HDE-Hauptgeschäftsführer Stefan Genth beschreibt eine dramatische Lage seiner Mitglieder. Ohne weitere staatliche Hilfen im laufenden Jahr würden sich mehr als 60 Prozent der Innenstadthändler in Insolvenzgefahr sehen. »Hilfen kommen nicht an, Regelungen sind völlig unsinnig, Ausgrenzungen waren und sind an der Tagesordnung«, sagt Timm Homann, Chef des Modehändlers Ernstings Family. Er kritisiert neben der schleppenden staatlichen Hilfe, dass sich die Unterstützung »nicht an dem jeweiligen individuellen Schaden unserer Milliarden-Verluste« orientiere.
Kein Wirtschaftswunder im Lockdown
Der Frust sei auch deshalb so groß, weil die »hervorragend funktionierenden Hygienekonzepte der Branche« von der Politik nicht anerkannt würden, so der HDE. Doppelt bitter: Dass die finanziellen Reserven vieler kleinen Einzelhändler ausgeschöpft sind, liegt auch daran, dass sie nach dem ersten Lockdown vergangenes Frühjahr Geld für Hygienekonzepte ausgegeben hatten, in der Hoffnung, ihre Geschäfte offen lassen zu können. Ausbleibende Hilfsgelder, keine Einnahmen, trotzdem laufende Fixkosten: Der Einzelhandel bangt um seine Existenz, aber immerhin kämpft er noch ums Überleben, wie Kaufleute in Speyer berichten.
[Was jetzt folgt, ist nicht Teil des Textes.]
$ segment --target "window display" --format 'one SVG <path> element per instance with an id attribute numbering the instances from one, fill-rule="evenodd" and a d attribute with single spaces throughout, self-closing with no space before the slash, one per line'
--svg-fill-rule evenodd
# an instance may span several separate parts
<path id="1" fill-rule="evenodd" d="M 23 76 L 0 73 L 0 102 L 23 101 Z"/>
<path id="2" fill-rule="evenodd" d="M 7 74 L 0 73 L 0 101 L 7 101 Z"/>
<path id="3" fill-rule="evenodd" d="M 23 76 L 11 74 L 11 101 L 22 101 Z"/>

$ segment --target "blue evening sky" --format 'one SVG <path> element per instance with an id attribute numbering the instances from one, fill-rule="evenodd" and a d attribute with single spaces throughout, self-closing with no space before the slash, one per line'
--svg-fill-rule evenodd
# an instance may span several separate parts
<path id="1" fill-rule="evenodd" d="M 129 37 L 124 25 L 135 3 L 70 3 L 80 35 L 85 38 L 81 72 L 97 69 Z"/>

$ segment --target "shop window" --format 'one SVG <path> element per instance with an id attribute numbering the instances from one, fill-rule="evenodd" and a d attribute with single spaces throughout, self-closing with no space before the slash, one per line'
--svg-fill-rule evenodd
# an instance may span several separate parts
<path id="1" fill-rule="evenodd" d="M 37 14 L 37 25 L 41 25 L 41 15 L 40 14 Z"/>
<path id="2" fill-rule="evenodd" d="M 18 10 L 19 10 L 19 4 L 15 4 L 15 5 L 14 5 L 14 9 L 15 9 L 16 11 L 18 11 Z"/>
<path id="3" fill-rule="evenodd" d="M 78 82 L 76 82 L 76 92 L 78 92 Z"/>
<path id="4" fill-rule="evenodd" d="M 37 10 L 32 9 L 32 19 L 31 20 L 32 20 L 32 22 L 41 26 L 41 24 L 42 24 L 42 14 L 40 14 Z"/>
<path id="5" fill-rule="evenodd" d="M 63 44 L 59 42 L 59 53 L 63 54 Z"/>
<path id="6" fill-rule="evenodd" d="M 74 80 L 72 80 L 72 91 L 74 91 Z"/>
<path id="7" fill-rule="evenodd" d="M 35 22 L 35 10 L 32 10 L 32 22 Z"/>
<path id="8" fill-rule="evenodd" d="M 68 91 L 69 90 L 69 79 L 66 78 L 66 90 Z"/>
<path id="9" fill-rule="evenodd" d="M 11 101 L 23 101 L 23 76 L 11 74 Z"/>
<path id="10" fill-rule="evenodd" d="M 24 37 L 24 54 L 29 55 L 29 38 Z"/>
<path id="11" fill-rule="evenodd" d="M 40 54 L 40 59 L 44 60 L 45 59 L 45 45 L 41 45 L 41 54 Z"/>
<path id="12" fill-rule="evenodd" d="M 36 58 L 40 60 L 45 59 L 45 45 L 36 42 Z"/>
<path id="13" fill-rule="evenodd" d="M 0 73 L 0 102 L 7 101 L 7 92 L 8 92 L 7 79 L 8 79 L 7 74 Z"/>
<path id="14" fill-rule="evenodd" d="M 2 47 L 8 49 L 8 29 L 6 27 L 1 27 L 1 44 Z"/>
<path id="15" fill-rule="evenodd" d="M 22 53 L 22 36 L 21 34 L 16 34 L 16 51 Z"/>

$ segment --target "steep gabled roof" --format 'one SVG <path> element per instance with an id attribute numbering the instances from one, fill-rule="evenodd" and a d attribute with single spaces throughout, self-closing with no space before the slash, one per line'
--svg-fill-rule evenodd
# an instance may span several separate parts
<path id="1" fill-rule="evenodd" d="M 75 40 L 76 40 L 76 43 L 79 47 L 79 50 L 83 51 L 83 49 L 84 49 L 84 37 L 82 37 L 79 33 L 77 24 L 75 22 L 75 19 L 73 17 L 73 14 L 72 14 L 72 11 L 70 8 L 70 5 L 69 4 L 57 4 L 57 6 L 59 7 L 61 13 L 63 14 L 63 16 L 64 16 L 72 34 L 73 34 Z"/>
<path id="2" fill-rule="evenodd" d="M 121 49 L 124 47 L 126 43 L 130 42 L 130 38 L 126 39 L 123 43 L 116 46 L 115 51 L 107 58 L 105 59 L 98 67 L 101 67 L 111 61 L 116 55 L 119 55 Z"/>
An die Politik gerichtet sagt Michael Busch, Geschäftsführender Gesellschafter des Buchhändlers Thalia: »Wer davon spricht, dass die Krise so groß ist wie nach dem Zweiten Weltkrieg, muss auch so handeln – das Wirtschaftswunder wurde nicht im Lockdown erarbeitet«. Busch verweist auf Studien der Bundesanstalt für Arbeitsschutz und Arbeitsmedizin (BAuA) und der Berufsgenossenschaft für Handel und Warenlogistik (BGHW). Sie kommen zum Schluss, dass unter den Beschäftigten des Einzelhandels kein erhöhtes Infektionsgeschehen festgestellt wurde. »Wir wollen an einer Öffnung teilhaben. Einkaufen ist auch in Pandemiezeiten eine sichere Sache«, so Busch.
Der Einzelhandel rückt zusammen und protestiert, die Verbände melden sich angesichts der kommenden Bund-/Länderschalte am 3. März lautstark zu Wort. Sie fordern mindestens eine Öffnungsperspektive für den geschlossenen Einzelhandel. Ein konkreter Stufenplan muss her, wie ihn die rheinland-pfälzische Ministerpräsidentin Malu Dreyer forderte, während Baden-Württembergs Ministerpräsident Winfried Kretschmann die Hoffnungen des Einzelhandels auf eine schnelle Lockerung der Maßnahmen und Geschäftsöffnungen dämpfte.
Eine Wiedereröffnung der Geschäfte sei nur möglich, wenn die Sieben-Tage-Inzidenz stabil unter 35 liege, zitiert dpa den Grünenpolitiker. Wirtschaftsminister Peter Altmaier will vorab an diesem Freitag mit seinen Länderkollegen über Öffnungen beraten. Eine gemeinsame Linie wird es nicht geben, denn viele Bundesländer sind mit Lockerungen bereits vorgeprescht.